Study finds CO2 didn't end ice age - Counters major premise of global warming theory

September 29, 2007
 
2007 WorldNetDaily.com


A new peer-reviewed scientific study counters a major premise of global warming theory, concluding carbon dioxide did not end the last ice age.


The study, led by University of Southern California geologist Lowell Stott, concluded deep-sea temperatures rose 1,300 years before the rise in atmospheric CO2, which would rule out the greenhouse gas as the main agent of the meltdown.


"There has been this continual reference to the correspondence between CO2 and climate change as reflected in ice core records as justification for the role of CO2 in climate change," said Stott. "You can no longer argue that CO2 alone caused the end of the ice ages."
The study will be published in the next issue of Science magazine.


Another new study published in Science refutes the "Hockey Stick" temperature graph, used by man-made global warming theorists such as former Vice President Al Gore to argue for a recent spike in average global temperature after centuries of relative stability.


Stott's new study suggests the rise in greenhouse gas likely was a result of warming. It may have accelerated the meltdown, he says, but was not its main cause.


He cautioned that the study does not discount the role of CO2.

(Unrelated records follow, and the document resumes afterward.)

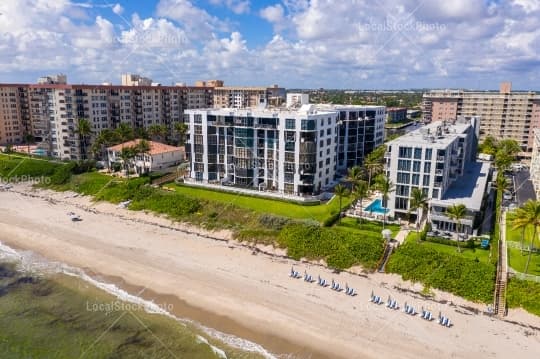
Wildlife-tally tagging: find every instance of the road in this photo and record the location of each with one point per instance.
(523, 187)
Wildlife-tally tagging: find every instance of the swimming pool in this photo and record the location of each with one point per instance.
(376, 207)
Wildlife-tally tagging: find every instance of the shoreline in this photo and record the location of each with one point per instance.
(224, 278)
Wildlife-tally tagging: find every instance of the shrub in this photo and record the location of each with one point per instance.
(340, 248)
(62, 174)
(330, 221)
(524, 294)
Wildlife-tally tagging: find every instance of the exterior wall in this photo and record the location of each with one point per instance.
(50, 112)
(245, 97)
(13, 118)
(360, 131)
(396, 114)
(535, 162)
(444, 109)
(431, 166)
(144, 163)
(283, 151)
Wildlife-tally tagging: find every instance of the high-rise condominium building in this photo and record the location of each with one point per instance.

"I don't want anyone to leave thinking that this is evidence that CO2 doesn't affect climate," he said. "It does, but the important point is that CO2 is not the beginning and end of climate change."


Stott's collaborators were Axel Timmermann of the University of Hawaii and Robert Thunell of the University of South Carolina. Stott, an expert in paleoclimatology, was a reviewer for the Intergovernmental Panel on Climate Change, the U.N.-commissioned group that has published reports blaming warming on human sources.


Stott's study found a correlation between melting Antarctic sea ice and increased springtime solar radiation over Antarctica, suggesting this might be the energy source.


The authors' model also showed how changed ocean conditions could have been responsible for the release of CO2 from the ocean into the atmosphere, also accelerating the warming.


The scientists derived their results from a study of a unique sediment core from the western Pacific composed of fossilized surface-dwelling and bottom-dwelling organisms. The organisms incorporate different isotopes of oxygen into their shells depending on the temperature, enabling the researchers to reconstruct deep and surface ocean temperatures over time.


If CO2 caused the warming, surface temperatures should increase before deep-sea temperatures. But the scientists found the water used by the bottom-dwelling organisms began warming about 1,300 years before the water used by the surface-dwelling ones.
"The climate dynamic is much more complex than simply saying that CO2 rises and the temperature warms," Stott said. The complexities "have to be understood in order to appreciate how the climate system has changed in the past and how it will change in the future."